Taking his hand in hers, Faanshi canted her head. “That word. What does it mean?”
“It’s one of our words, of course. Were you male, I’d say valann. It means...” Kirinil considered. “The closest word in Adalonic is cousin. It’s our way to call each other such. There are so few of us left that we strive to be one family.” He smiled then, broadly, and nodded toward the hollow beneath the tree where she’d slept the night before. “Sit and be comfortable. Alarrah, should she sleep to do this, do you think?”
“I think at the very least I should calm her, if that’s acceptable to Faanshi.”
Whatever god had made the elves had graced Kirinil with beauty, and the sudden bright spark of his smile struck Faanshi dumb with shyness. She sat as he’d advised, but her gaze skittered away from him, over the elf woman who came to kneel beside them and at last to Julian. Shyer still, she lifted her hand to him. As she’d hoped, his scowl eased as he stepped forward to wrap his fingers around hers. Only then did she force her attention back to Alarrah. “You should do that, yes,” she said. “I’ve only talked to him in dreams.
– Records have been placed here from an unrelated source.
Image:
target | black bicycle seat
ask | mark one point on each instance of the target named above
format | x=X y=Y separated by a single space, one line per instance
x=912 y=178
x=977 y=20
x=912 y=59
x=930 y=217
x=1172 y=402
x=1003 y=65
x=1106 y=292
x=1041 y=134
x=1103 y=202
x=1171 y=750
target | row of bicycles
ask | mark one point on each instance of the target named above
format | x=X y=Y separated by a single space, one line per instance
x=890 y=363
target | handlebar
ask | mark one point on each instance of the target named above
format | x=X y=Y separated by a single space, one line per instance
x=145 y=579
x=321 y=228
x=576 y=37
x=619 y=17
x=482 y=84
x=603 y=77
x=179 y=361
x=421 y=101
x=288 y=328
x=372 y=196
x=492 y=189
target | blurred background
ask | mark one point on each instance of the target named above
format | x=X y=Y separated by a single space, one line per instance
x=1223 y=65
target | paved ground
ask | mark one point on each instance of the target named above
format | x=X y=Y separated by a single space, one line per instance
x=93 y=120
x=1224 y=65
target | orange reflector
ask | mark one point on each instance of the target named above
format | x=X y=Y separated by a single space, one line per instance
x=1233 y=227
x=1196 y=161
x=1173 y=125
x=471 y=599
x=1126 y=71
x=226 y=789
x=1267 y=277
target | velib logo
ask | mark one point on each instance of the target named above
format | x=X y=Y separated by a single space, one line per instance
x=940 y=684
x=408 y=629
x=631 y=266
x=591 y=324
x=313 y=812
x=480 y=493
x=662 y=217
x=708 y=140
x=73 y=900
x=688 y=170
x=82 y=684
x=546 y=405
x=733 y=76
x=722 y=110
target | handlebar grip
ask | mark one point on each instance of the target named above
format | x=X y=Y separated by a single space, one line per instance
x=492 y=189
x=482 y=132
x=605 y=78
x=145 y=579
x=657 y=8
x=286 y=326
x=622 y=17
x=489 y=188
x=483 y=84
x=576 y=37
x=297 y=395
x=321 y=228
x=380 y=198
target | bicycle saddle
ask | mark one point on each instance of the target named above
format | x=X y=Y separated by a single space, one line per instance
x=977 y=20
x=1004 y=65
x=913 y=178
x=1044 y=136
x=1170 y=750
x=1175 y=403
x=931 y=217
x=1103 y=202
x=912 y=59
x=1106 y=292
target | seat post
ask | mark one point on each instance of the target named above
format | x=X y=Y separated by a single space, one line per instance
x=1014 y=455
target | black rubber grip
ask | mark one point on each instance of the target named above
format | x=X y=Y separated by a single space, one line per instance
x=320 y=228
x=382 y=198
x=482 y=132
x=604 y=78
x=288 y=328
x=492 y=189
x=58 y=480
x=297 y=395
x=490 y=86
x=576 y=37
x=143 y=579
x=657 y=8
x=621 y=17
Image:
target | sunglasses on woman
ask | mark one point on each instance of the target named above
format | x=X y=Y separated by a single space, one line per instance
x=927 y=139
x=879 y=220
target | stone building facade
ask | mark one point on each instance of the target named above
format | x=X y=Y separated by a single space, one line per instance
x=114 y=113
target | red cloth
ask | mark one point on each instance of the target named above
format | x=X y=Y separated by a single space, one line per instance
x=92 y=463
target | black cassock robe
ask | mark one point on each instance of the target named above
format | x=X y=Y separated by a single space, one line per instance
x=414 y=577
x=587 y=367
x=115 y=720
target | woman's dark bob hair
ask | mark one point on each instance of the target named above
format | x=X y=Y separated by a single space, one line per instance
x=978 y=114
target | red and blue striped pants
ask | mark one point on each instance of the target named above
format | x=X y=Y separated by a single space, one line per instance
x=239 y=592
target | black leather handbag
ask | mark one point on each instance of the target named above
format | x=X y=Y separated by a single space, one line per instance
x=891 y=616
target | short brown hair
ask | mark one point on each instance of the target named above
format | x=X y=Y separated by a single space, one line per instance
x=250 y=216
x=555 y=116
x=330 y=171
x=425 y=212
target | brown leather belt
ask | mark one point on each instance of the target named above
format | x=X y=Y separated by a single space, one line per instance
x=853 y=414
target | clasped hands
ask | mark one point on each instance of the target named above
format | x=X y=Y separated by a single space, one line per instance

I don’t know if I can do it when I am awake.”
“What if he’s awake?” Julian asked.
“As we’ve not yet actually found him,” Alarrah said, “he’ll have to manage for now without us. Faanshi, are you ready?”
Kirinil had her one hand, Julian the other. Faanshi gave a tentative squeeze to each and bobbed her head. “Yes.”
To her surprise, Kirinil settled his other hand upon the knife at his belt. “I’m about to do something as well, and I’m telling you now because I want you to trust me, and not be frightened. I need your magic to come to me so that I can drop my shields just enough to protect us both. You’ll take nothing of me into you, I promise.”